Advances in technology and a stronger emphasis on work-life balance have made working remotely more commonplace for all sorts of businesses. However, supervising a work from home employee can be a unique challenge. Here are four key tips on how to be prepared for the new working situation.
1. Setting Expectations
Remote jobs vary from business to business. In some cases, hours are set in stone, while others involve projects that can be done at any time of the day. Before allowing an employee to work remotely, it is vital that both the employee and manager understand how many hours will be worked and how they will be recorded. This may require keeping time records or checking in on an employee daily to ensure they meet availability standards, as well as designing a communication system in which the employee can report and request time off.
2. Building Communication
When managing a work from home employee, it can be easy to simply rely on emails or instant messages to communicate back and forth. However, nothing replaces the in-person meeting for updating status reports, building manager-to-worker relationships, ensuring that employees are on the same page, or giving worker feedback. Instead of conveying important communication via the impersonal email, hold regularly scheduled meetings. This can be done through phone calls, video conferences, or even regular visits in-person.
3. Forget Micromanaging
Micromanaging, or not giving employees sufficient autonomy, is extremely common for managers of remote employees. The problem is that it conveys a level of mistrust to the employee. Instead of virtually looking over the work from home employee’s shoulder, instead give the worker the space to build their own work system. This includes trusting that their hours are spent effectively regardless of what time of day the employee completes the project.

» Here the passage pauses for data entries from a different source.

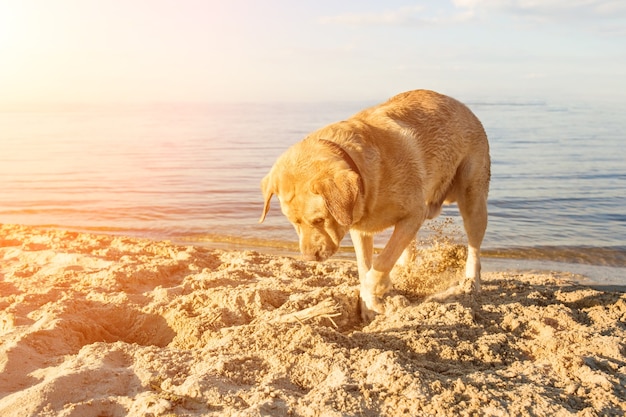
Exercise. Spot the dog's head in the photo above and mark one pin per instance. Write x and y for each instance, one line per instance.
(318, 193)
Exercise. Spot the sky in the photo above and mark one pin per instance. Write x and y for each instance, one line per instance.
(68, 51)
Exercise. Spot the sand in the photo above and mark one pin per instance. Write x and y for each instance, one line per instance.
(113, 326)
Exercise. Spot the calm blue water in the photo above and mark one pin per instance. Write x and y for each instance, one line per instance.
(193, 171)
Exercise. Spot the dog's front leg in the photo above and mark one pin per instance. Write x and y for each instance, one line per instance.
(376, 282)
(364, 250)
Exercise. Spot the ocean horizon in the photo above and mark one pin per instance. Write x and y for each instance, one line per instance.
(191, 173)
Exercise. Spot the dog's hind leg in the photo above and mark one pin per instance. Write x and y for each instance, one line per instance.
(473, 208)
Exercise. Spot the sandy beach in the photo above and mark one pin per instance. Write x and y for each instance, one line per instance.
(98, 325)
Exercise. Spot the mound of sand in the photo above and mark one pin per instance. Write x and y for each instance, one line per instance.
(113, 326)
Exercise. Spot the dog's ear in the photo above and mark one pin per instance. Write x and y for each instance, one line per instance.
(340, 194)
(267, 188)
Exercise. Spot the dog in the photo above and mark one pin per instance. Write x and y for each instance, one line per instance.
(394, 164)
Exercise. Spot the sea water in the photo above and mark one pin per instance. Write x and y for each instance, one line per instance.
(191, 172)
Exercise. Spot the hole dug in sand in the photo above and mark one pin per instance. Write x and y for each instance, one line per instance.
(83, 322)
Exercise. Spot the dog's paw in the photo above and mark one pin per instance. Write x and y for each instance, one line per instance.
(371, 306)
(467, 287)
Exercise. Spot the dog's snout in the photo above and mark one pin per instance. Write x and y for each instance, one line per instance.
(313, 256)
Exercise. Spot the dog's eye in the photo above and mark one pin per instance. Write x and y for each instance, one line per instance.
(318, 222)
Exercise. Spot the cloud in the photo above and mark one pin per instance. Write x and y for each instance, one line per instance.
(416, 16)
(550, 10)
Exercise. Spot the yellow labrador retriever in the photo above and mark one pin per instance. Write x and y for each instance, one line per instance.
(394, 164)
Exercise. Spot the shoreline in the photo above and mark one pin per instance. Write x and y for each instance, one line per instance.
(95, 324)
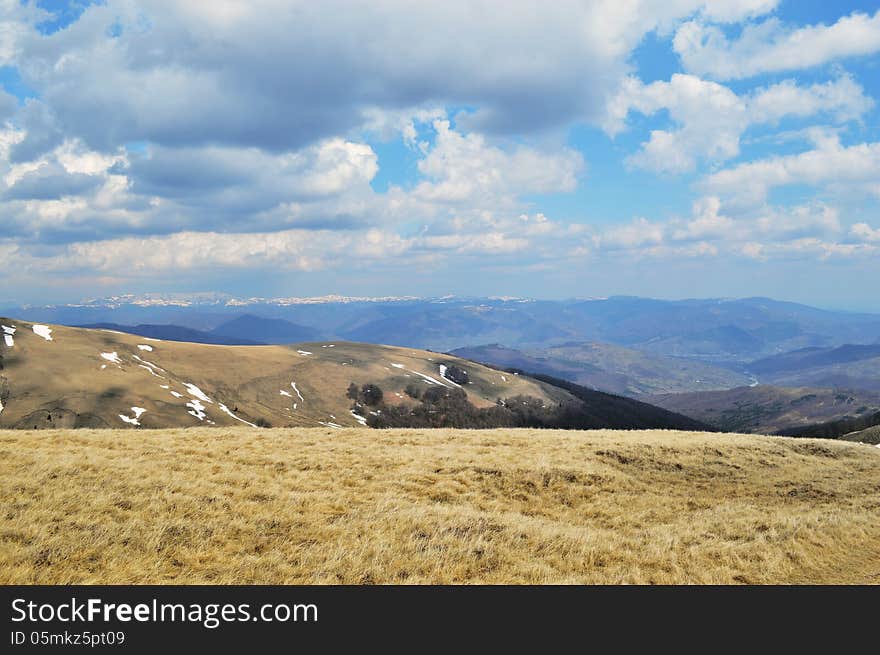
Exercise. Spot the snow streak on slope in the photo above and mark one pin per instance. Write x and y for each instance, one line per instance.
(43, 331)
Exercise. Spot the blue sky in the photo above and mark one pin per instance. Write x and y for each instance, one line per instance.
(281, 148)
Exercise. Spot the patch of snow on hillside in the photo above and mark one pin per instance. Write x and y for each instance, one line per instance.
(150, 364)
(7, 335)
(137, 411)
(197, 409)
(150, 371)
(195, 392)
(429, 378)
(225, 409)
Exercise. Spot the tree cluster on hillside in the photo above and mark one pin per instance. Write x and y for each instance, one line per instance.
(833, 429)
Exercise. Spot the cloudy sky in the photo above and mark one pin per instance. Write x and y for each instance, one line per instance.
(669, 148)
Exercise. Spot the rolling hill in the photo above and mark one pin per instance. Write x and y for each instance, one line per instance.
(53, 376)
(610, 368)
(713, 330)
(174, 333)
(850, 366)
(767, 409)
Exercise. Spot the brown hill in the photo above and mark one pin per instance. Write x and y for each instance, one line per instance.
(61, 377)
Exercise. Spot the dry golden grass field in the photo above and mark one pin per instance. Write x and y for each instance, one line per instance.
(237, 505)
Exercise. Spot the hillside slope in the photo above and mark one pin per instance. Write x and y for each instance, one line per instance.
(240, 506)
(610, 368)
(59, 377)
(767, 409)
(845, 367)
(94, 378)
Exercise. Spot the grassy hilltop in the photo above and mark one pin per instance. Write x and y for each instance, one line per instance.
(238, 505)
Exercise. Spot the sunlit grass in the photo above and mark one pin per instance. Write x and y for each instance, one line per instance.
(406, 506)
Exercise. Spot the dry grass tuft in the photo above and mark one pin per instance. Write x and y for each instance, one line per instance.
(404, 506)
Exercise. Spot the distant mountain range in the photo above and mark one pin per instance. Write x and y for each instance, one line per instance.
(728, 332)
(768, 409)
(62, 377)
(237, 332)
(611, 368)
(847, 367)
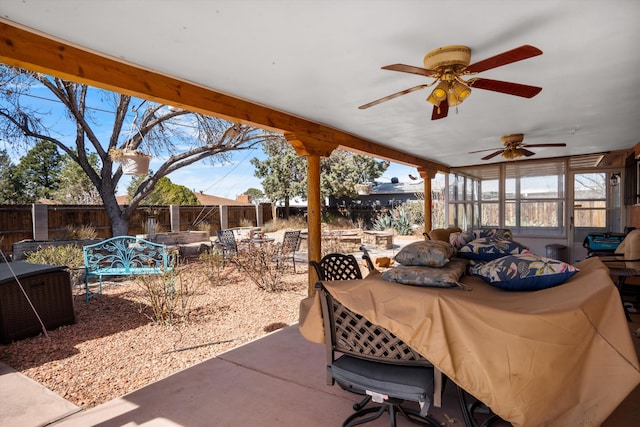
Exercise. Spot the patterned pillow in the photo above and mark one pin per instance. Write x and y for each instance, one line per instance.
(490, 248)
(426, 253)
(524, 272)
(441, 277)
(498, 233)
(459, 239)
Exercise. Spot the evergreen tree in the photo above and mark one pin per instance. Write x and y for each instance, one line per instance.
(283, 173)
(75, 186)
(165, 193)
(38, 172)
(8, 192)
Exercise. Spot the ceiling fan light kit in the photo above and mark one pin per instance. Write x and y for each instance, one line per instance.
(513, 147)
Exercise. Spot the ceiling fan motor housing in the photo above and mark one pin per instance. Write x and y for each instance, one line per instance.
(512, 139)
(453, 57)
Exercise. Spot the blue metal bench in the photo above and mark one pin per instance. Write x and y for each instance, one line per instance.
(124, 256)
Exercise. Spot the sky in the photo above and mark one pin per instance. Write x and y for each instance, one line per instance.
(223, 180)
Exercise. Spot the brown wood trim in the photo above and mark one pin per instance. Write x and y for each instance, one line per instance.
(26, 48)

4. Tracking Goals and Objectives
A work from home employee should be treated just as a regular office worker in that they must have goals, objectives, and projects set for them. Performance objectives work both ways in that it allows a manager to measure success while giving the worker something to aspire to. Communicating and agreeing on these objectives and goals can also help in terms of giving effective and regular feedback to the worker.
Managing Employees No Matter Their Location
Facing the unknown with an employee that is not physically present can be intimidating. However, with some changes to the management style, expectations and work standards, and the performance objectives, managing a work from home employee can be an effective and valuable relationship between the employee and the worker.